II. Reverberación


                 Ayer me despertó el silencio y el Ulises de James Joyce ya no estaba en la mesa de noche, ni la mesa de noche, ni la noche.  Y quise despertarme de nuevo.


           Adormecido en la incomprensión, en la casa vacía y sin reflejos; en la misma opacidad que viven las ratas, pensaba: ¡pronto demolerán la casa! Los libros serán un fino polvo en el aire y será esta casa un vacío dentro del vacío del universo que lleva el polvo de todos los libros de todas las casas demolidas.  Cuando supe de ese trágico fin por una voz vigorosa que interrumpía mi sueño, empecé a apropiarme del hedor y del espeso aire todas las noches, antes de irme a la cama, para no despertar nunca más. Y no como hace un instante. Sobresaltado y con el desasosiego que el silencio engrosa, me dediqué a mirar por entre los periódicos que cubren los cristales de las ventanas, la claridad de luna detrás de las nubes iluminadas por la luz de la luna. 
      En la habitación y desde su oscuridad que no la altera la modesta claridad de afuera, recordé que una madrugada como esta, caminé a la colina que se ve desde mi cama, la colina más alta del pueblo; y desde ahí miraba a lo lejos, aquello que no sabía que buscaba. _¡alucino!_ dije entonces; pero contrario al único sueño lapidario que me acosa al trazarlo al despertar, aquel fulgor de divinidad me sonreía, y yo le abrace mientras duró el esplendor. Me regocijé mirando a las niñas jugar y a mi esposa tocar el violonchelo, a través de las blancas y transparentes cortinas, viajaba hasta la colina el preludio en E-menor de Frédéric Chopin. Desperté bajo el arce que me cobijaba del abrasante sol. Con gotas de sudor me bañaba el alto día. Fui infeliz en ese despertar, desde entonces mil veces más infeliz. Pasaría el resto de todas las tardes cavilando en lo acontecido; y ni bruja, ni pitonisa, ni demonio, tenían mínima idea de lo significativo de lo ahí sucedido.  Aquello era la única luz en todas mis tinieblas. Volví maldiciendo y cabizbajo a la pestilente casa. Tratando de acabar con mi vida, miraba la colina mientras fallaban los intentos. 

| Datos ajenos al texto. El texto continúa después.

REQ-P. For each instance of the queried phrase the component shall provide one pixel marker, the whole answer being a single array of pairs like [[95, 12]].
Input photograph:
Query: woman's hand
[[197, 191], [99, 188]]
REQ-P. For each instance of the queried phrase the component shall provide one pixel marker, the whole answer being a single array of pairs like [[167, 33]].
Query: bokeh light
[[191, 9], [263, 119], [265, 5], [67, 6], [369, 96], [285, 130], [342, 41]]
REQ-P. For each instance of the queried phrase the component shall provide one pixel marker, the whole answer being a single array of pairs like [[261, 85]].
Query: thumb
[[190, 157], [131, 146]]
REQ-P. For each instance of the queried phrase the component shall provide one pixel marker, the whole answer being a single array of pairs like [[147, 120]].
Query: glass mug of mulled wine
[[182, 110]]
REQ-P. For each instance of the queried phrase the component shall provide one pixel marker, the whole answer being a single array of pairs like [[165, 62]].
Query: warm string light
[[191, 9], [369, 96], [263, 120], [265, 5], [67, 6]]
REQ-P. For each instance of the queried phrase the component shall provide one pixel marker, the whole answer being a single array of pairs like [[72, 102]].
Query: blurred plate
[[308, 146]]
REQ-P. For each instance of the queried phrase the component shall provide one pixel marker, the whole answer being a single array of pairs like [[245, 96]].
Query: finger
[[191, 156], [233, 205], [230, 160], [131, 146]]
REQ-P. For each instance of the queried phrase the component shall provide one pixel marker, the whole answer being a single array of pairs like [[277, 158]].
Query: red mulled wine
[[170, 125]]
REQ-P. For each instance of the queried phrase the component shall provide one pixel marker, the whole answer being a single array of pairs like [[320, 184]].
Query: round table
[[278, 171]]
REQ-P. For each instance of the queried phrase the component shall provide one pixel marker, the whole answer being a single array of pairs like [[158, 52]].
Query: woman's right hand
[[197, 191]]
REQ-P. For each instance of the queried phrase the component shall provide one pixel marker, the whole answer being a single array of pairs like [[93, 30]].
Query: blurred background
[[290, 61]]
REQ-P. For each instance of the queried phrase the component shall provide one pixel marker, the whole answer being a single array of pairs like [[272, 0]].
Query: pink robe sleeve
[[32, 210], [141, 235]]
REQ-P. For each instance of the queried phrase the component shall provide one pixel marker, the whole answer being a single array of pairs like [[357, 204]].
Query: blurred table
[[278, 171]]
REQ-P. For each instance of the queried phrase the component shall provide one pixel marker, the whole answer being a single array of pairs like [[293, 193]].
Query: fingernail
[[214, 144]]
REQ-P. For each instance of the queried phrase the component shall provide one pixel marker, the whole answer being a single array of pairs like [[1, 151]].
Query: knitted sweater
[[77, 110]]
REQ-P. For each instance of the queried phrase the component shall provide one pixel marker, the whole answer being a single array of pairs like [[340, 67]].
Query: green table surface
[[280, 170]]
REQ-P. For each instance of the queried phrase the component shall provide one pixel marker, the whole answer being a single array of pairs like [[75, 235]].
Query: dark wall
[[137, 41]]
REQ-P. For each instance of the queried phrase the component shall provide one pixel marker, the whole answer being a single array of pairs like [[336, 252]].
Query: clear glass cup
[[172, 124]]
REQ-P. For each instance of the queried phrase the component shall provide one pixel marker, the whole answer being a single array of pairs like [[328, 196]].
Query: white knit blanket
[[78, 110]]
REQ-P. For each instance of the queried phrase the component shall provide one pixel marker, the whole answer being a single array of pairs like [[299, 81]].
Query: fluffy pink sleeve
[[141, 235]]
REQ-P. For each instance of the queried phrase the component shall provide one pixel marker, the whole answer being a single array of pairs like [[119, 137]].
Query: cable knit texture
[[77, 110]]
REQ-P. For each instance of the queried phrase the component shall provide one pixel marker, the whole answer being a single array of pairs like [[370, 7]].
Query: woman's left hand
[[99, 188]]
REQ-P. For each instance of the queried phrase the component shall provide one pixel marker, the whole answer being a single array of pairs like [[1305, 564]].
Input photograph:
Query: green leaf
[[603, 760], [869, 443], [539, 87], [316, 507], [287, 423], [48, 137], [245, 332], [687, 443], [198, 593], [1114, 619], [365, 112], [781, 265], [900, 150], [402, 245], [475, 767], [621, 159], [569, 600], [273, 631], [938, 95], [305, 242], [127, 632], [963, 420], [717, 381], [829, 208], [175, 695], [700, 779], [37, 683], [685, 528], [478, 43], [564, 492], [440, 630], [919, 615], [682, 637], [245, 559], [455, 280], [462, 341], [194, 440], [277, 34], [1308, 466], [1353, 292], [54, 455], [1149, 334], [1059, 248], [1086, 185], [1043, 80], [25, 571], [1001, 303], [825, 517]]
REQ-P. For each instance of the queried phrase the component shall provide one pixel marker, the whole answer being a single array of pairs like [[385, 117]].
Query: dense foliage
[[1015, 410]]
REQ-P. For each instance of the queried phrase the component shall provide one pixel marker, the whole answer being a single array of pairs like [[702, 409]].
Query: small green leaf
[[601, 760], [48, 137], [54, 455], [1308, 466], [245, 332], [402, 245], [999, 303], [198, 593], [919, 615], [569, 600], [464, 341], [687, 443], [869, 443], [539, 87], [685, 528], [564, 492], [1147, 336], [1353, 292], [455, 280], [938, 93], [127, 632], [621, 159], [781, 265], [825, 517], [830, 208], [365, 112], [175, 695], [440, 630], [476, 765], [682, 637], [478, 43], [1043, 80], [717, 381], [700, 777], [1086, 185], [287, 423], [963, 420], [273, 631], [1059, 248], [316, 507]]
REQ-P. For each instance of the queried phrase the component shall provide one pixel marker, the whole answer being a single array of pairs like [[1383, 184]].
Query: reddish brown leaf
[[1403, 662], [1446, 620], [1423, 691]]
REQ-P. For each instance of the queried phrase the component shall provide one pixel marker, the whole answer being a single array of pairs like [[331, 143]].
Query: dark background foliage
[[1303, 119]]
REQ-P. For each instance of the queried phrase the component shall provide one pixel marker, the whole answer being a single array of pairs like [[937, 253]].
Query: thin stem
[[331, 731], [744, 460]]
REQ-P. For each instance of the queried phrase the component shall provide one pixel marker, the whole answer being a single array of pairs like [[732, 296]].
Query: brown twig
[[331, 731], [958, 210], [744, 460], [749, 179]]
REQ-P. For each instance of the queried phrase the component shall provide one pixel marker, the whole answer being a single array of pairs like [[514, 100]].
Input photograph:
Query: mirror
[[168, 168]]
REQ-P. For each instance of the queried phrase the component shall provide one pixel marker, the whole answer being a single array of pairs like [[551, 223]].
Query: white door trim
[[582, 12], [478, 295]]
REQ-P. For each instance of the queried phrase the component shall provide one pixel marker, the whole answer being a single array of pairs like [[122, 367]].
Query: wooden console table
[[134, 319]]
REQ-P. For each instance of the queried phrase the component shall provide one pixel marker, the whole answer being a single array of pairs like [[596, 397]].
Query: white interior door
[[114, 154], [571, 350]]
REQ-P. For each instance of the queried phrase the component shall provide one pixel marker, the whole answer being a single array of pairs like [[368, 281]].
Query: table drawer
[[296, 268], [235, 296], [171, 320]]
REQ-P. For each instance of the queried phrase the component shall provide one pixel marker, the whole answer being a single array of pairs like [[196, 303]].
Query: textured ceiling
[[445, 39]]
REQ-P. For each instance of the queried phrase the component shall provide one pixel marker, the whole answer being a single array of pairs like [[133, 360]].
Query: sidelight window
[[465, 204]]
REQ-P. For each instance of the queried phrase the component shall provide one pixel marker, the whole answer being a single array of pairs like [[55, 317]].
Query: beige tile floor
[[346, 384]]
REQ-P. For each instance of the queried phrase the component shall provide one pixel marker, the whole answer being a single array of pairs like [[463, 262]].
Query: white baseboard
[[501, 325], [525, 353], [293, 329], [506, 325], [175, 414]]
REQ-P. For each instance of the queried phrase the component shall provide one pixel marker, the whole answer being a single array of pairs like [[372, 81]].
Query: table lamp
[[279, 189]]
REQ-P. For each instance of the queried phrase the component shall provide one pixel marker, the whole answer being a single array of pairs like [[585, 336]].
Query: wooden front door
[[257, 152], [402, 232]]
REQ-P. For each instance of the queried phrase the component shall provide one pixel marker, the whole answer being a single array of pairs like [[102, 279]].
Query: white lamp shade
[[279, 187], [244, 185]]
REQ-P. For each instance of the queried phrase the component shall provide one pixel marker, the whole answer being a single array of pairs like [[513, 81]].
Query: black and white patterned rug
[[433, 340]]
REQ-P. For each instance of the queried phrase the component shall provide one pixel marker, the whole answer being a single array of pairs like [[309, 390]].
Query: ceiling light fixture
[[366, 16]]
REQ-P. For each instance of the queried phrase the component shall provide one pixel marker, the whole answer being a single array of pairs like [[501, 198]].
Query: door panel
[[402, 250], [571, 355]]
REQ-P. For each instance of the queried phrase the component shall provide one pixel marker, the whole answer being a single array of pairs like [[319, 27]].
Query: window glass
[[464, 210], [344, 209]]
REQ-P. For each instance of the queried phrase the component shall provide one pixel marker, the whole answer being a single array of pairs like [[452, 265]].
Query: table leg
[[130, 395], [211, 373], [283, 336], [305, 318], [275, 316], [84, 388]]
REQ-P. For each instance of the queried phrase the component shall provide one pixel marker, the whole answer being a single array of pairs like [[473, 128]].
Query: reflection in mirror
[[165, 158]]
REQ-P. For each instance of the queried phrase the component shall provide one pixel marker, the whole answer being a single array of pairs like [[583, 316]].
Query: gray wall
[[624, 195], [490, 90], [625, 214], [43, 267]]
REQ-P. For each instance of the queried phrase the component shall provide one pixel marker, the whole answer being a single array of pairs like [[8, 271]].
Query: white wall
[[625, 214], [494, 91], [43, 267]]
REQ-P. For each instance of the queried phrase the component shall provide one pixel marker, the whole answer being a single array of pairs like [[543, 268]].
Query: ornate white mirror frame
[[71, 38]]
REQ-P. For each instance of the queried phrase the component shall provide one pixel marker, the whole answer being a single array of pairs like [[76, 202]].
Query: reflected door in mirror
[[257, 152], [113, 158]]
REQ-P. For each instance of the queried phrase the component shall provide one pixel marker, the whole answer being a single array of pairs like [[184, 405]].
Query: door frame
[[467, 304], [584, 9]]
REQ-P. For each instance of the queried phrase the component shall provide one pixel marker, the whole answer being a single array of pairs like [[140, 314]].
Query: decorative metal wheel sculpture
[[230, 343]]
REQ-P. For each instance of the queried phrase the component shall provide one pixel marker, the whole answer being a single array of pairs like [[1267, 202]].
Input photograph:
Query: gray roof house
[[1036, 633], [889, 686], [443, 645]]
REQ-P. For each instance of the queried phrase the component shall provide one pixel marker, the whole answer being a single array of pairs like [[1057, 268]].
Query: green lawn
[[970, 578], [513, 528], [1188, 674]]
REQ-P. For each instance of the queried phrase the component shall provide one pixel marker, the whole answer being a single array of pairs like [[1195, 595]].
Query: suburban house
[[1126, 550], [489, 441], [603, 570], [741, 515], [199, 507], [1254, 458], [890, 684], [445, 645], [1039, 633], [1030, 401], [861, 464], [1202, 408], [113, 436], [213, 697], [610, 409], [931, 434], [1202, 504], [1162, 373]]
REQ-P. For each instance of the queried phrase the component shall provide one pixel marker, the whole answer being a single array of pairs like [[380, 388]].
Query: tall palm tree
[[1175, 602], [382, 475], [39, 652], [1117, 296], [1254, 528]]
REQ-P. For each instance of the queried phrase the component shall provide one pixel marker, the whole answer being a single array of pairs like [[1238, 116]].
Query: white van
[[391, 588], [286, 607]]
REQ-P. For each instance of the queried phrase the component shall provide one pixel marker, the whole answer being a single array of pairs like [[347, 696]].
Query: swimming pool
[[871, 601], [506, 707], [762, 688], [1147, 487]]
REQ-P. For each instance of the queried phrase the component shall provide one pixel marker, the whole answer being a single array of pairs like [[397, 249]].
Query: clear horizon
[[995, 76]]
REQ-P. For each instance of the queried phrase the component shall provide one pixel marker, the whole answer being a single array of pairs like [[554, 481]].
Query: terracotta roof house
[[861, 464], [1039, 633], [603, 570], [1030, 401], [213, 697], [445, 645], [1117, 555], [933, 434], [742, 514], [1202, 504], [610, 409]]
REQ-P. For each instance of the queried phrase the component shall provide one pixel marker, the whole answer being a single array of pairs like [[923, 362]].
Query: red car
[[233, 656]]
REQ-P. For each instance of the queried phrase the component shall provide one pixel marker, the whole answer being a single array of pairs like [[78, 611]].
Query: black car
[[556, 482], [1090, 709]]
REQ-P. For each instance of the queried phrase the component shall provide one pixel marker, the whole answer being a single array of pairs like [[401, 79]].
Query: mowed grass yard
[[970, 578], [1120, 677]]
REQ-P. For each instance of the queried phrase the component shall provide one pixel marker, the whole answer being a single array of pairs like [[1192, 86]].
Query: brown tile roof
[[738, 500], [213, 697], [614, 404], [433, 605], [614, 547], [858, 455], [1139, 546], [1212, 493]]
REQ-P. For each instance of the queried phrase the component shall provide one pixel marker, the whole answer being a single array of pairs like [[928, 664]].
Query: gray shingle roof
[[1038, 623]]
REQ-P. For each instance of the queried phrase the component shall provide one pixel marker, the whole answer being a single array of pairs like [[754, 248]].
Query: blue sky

           No volví a ver el Alba, hasta ese despertar. Me desadormezco siempre con mis carnes en ruinas y con mis ánimos decaídos pasado el medio día. La casa fue decayendo mientras trataba en vano de volver a aquella aparición. Mientras ideaba artilugios para morir al despertar, en los sueños siempre se me iba la vida sin querer que se fuera; esa pesadilla maldita, la casa sola, los recuerdos vagos, el resplandor del olvido, el delirio, el polvo, el vacío... Todas las cosas un espejo me parecía. Desee después de quince primaveras infecundas, poder vivir siempre en los sueños y ser feliz en ellos, y que la realidad me refleje esa muerte tan esperada; pero la infelicidad es un alma sin reflejo. Mi conciencia una reverberación que me da la impresión que he muerto.